Update the stored data about those #rstats tweets

> gathertweet update
[2019-01-29 21:55:40] [INFO] ---- gathertweet update start ----
[2019-01-29 21:55:40] [INFO] Updating tweets in tweets.rds
[2019-01-29 21:55:40] [INFO] Getting 100 tweets
[2019-01-29 21:55:41] [INFO] ---- gathertweet update complete ----
> ls -lh
total 40K
-rw-rw-r-- 1 garrick garrick 40K Jan 29 21:55 tweets.rds

Documentation

> gathertweet --help
Gather tweets from the command line

Usage:
  gathertweet search [--file=<file>] [options] [--] <terms>...
  gathertweet update [--file=<file> --token=<token> --backup --backup-dir=<dir> --polite --debug-args]
  gathertweet simplify [--file=<file> --output=<output> --debug-args --polite] [<fields>...]

Arguments
  <terms>  Search terms. Individual search terms are queried separately,
           but duplicated tweets are removed from the stored results.
           Each search term counts against the 15 minute rate limit of 180
           searches, which can be avoided by manually joining search terms
           into a single query. WARNING: Wrap queries with spaces in
           'single quotes': double quotes are allowed inside single quotes only.

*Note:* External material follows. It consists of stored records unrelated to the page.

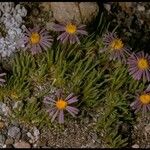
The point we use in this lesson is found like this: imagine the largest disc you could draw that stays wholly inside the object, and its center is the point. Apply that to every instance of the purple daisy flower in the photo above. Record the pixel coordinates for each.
(70, 31)
(139, 66)
(142, 102)
(1, 78)
(116, 47)
(37, 39)
(59, 105)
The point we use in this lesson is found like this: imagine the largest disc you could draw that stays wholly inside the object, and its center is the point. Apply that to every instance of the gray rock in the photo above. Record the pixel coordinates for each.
(14, 132)
(22, 144)
(135, 146)
(89, 10)
(9, 146)
(82, 12)
(9, 141)
(2, 139)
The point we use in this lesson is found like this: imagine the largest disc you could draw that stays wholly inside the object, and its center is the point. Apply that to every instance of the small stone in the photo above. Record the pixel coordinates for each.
(22, 144)
(141, 8)
(14, 132)
(9, 141)
(135, 146)
(2, 139)
(9, 146)
(35, 12)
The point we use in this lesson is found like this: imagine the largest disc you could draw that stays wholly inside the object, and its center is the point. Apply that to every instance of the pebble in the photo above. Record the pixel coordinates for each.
(135, 146)
(2, 139)
(14, 132)
(9, 146)
(22, 144)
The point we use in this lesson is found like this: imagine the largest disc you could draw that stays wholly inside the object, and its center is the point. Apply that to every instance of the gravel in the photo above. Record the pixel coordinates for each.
(2, 139)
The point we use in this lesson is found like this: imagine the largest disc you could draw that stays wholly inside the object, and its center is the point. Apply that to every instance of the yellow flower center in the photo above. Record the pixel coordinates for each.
(143, 63)
(145, 98)
(35, 38)
(117, 44)
(61, 104)
(70, 28)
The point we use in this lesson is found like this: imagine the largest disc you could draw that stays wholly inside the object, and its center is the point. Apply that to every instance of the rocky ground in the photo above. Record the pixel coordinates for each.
(134, 27)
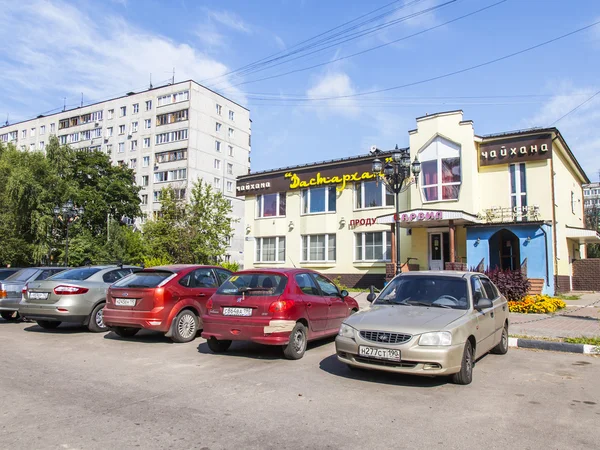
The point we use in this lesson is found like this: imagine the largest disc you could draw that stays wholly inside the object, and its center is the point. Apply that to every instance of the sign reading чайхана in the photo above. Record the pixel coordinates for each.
(509, 151)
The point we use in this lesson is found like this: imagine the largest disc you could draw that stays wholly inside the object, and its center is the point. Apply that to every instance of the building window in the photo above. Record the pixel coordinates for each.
(270, 249)
(318, 200)
(318, 248)
(440, 169)
(375, 246)
(370, 194)
(271, 205)
(518, 189)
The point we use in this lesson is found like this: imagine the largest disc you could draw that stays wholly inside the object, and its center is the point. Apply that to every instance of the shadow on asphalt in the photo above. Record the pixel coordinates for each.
(247, 349)
(332, 366)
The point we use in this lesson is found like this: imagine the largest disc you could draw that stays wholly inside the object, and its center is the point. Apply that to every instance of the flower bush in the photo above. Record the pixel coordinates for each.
(536, 304)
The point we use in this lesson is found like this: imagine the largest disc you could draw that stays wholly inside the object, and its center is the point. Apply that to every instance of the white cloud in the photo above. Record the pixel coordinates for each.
(67, 51)
(579, 128)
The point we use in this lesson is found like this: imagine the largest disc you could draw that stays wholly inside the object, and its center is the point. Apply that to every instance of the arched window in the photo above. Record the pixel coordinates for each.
(440, 169)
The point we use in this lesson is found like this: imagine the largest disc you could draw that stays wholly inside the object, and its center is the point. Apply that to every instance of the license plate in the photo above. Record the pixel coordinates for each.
(125, 301)
(379, 353)
(237, 312)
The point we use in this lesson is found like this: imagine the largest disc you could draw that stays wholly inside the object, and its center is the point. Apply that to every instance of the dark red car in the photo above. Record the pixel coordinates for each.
(286, 307)
(169, 299)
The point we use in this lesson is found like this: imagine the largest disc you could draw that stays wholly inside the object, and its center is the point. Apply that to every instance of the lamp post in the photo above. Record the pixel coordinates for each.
(68, 213)
(393, 173)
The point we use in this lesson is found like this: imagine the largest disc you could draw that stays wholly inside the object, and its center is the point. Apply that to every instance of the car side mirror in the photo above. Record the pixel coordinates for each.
(483, 303)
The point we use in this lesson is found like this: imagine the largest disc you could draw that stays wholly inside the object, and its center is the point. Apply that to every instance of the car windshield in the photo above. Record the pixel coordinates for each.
(257, 284)
(143, 279)
(429, 291)
(80, 274)
(22, 275)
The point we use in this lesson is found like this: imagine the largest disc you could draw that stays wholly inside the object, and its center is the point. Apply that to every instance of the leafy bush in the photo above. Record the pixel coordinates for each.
(233, 266)
(536, 304)
(511, 283)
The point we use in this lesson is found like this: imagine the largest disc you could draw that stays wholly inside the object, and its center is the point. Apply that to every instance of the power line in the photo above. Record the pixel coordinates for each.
(367, 50)
(575, 109)
(446, 75)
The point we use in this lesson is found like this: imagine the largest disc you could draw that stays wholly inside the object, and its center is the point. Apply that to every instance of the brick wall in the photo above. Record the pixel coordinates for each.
(586, 275)
(562, 283)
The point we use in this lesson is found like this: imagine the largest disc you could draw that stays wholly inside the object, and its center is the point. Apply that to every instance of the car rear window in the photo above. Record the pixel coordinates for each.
(76, 274)
(22, 275)
(143, 279)
(257, 284)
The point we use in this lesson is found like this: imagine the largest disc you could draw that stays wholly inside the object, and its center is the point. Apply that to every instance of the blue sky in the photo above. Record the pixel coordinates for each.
(53, 49)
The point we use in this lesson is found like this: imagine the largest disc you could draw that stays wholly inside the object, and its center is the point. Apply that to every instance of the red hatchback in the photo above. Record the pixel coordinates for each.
(286, 307)
(169, 299)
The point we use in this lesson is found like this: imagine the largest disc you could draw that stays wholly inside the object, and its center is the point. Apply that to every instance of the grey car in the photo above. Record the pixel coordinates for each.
(11, 287)
(427, 323)
(75, 296)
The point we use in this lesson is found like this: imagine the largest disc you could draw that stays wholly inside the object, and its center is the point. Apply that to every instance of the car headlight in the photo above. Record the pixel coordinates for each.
(436, 338)
(346, 331)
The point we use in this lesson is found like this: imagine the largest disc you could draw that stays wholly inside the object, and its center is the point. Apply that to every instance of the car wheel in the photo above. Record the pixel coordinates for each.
(297, 346)
(11, 316)
(48, 324)
(502, 347)
(218, 346)
(125, 331)
(465, 376)
(96, 323)
(185, 327)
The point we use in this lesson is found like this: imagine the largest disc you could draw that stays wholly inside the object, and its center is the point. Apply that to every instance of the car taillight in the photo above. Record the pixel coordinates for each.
(281, 306)
(69, 290)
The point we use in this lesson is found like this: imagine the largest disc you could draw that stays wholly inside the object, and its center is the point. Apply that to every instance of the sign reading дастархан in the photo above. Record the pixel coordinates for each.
(510, 151)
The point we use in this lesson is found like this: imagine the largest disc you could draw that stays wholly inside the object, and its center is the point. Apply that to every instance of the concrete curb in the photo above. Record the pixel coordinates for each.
(554, 346)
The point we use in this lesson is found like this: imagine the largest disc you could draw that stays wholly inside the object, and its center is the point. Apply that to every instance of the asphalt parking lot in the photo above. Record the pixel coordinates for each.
(71, 389)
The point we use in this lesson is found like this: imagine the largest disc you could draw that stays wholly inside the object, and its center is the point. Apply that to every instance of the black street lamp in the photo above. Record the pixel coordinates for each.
(394, 174)
(68, 213)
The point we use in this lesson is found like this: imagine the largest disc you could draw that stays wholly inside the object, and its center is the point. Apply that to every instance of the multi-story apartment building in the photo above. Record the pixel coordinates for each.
(169, 135)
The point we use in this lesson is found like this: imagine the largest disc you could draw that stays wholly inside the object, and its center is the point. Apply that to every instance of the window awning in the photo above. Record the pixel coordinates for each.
(426, 218)
(582, 235)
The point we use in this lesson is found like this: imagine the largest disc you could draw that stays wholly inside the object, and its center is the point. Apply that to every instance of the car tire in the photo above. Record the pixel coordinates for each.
(48, 324)
(10, 316)
(502, 347)
(125, 332)
(465, 376)
(297, 346)
(218, 346)
(96, 321)
(185, 326)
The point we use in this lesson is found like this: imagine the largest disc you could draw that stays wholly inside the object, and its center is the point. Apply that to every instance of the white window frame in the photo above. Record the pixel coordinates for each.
(259, 249)
(326, 251)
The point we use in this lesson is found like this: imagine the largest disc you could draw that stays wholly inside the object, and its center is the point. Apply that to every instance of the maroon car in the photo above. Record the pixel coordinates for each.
(286, 307)
(169, 299)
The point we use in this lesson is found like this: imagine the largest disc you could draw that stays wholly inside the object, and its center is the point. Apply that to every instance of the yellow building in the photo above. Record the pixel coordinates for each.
(511, 200)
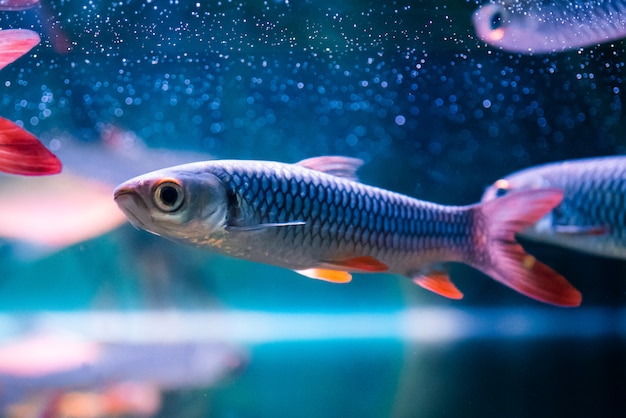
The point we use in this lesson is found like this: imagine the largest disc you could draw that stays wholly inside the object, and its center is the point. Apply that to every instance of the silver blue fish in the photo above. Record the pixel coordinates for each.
(592, 215)
(538, 27)
(315, 218)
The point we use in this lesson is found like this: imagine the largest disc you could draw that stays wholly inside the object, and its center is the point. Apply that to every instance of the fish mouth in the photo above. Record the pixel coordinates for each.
(133, 207)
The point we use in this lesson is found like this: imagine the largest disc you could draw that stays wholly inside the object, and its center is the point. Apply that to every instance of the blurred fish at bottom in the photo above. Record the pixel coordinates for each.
(60, 375)
(592, 216)
(41, 216)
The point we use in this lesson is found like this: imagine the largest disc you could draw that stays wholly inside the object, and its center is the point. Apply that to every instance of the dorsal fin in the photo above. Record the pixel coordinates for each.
(344, 167)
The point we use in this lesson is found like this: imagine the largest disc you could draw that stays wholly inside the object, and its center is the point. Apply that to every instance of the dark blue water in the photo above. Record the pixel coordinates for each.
(404, 85)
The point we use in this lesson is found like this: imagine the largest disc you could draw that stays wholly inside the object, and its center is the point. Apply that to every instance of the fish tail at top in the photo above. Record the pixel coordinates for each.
(502, 258)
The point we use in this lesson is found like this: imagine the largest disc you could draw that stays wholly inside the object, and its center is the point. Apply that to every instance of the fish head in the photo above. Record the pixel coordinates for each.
(508, 26)
(185, 203)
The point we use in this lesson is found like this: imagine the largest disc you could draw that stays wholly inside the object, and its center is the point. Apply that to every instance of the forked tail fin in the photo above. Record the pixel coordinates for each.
(502, 258)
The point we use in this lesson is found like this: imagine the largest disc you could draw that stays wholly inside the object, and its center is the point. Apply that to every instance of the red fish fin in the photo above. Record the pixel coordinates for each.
(498, 254)
(344, 167)
(14, 43)
(581, 230)
(367, 264)
(22, 153)
(333, 276)
(438, 281)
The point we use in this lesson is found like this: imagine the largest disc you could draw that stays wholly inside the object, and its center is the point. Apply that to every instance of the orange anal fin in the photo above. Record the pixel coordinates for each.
(366, 263)
(333, 276)
(438, 282)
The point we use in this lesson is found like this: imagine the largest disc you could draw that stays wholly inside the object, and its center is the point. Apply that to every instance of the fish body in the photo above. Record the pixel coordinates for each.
(314, 217)
(592, 216)
(537, 27)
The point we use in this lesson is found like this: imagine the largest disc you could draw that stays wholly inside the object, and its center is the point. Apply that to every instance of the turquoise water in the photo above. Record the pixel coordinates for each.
(404, 85)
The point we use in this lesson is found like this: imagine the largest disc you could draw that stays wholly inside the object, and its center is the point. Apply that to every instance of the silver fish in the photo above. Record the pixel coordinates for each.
(550, 26)
(315, 218)
(592, 216)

  <fields>  Tweet fields that should be included. Default value will include
            `status_id`, `created_at`, `user_id`, `screen_name`, `text`,
            `favorite_count`, `retweet_count`, `is_quote`, `hashtags`,
            `mentions_screen_name`, `profile_url`, `profile_image_url`,
            `media_url`, `urls_url`, `urls_expanded_url`.

Options:
  -h --help             Show this screen.
  --file <file>         Name of RDS file where tweets are stored [default: tweets.rds]
  --no-parse            Disable parsing of the results
  --token <token>       See {rtweet} for more information
  --retryonratelimit    Wait and retry when rate limited (only relevant when n exceeds 18000 tweets)
  --quiet               Disable printing of {rtweet} processing/retrieval messages
  --polite              Only allow one process (search|update) to run at a time
  --backup              Create a backup of existing tweet file before writing any new files
  --backup-dir <dir>    Location for backups, use "" for current directory. [default: backups]
  --debug-args          Print values of the arguments only

search:
  -n, --n <n>           Number of tweets to return [default: 18000]
  --type <type>         Type of search results: "recent", "mixed", or "popular". [default: recent]
  --include_rts         Logical indicating whether retweets should be included
  --geocode <geocode>   Geographical limiter of the template "latitude,longitude,radius"
  --max_id <max_id>     Return results with an ID less than (older than) or equal to max_id
  --since_id <since_id> Return results with an ID greather than (newer than) or equal to since_id,
                        automatically extracted from the existing tweets <file>, if it exists, and
                        ignored when <max_id> is set. "none" for all available tweets. [default: last]
  --and-simplify        Create additional simplified tweet set with default values.
                        Run `gathertweet simplify` manually for more control.
simplify:
  --output <output>     Output file, default is input file with `_simplified` appended to name.